HARRISBURG – The Senate Judiciary Committee passed significant reforms today as to how state government entities must address ransomware attacks, according to Sen. Kristin Phillips-Hill (R-York), who sponsored the measure.
“We continue to see ransomware attacks on governmental entities grow as technology used by criminals becomes more sophisticated,” Phillips-Hill said. “It is important that we use this legislation to draw a line in the sand to say taxpayers will not be paying the ransom request by entities seeking to illegally extort money from hard-working Pennsylvanians.”
Under the legislation, Senate Bill 563, the act of possessing, using, developing, selling or threatening to use ransomware is defined and made illegal in the Commonwealth.

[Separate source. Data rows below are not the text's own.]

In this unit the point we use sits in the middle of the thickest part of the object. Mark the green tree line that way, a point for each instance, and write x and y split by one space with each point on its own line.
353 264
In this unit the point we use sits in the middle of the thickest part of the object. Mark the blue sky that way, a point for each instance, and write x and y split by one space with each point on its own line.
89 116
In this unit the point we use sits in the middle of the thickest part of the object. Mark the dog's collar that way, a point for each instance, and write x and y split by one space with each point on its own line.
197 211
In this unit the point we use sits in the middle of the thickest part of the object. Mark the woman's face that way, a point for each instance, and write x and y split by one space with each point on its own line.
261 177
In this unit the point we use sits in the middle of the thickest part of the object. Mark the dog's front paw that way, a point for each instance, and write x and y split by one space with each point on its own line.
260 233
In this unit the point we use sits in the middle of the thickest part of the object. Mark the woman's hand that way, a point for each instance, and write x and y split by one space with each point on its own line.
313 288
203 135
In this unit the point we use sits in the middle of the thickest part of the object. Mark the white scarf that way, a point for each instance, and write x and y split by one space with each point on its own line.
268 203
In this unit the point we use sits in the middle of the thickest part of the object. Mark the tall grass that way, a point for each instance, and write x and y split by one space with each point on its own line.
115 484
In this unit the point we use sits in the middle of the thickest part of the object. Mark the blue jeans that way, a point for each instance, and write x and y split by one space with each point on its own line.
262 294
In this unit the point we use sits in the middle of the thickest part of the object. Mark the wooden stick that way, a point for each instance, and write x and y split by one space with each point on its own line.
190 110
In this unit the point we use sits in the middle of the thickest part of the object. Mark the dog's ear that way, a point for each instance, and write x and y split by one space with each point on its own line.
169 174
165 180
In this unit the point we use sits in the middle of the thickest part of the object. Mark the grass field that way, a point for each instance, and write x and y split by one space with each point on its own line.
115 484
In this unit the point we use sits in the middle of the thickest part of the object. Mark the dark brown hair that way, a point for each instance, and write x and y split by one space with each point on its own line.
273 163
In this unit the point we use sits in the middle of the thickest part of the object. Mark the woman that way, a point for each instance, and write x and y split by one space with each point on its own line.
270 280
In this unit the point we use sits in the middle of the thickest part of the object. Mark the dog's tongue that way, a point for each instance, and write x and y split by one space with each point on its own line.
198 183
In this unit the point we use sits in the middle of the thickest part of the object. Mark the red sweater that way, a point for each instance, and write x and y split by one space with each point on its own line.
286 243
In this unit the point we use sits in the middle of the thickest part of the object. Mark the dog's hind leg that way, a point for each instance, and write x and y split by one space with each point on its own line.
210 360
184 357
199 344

The measure would subject criminals who use ransomware to a range of penalties – first-degree misdemeanor to a first-degree felony – depending on the monetary amount exploited.
Phillips-Hill shared that the measure would require near immediate notification of a ransomware attack within state government entities.
The Office of Administration (OA) would be required to produce an annual report detailing the number of ransomware attacks, along with the nature and impact of each attack. To mitigate vulnerabilities, OA would be required to study the state’s IT weaknesses and ability to respond to ransomware attacks. Following the review, OA would develop guidelines featuring best practices and response to potential future ransomware attacks.
The legislation will be presented to the full Senate for consideration.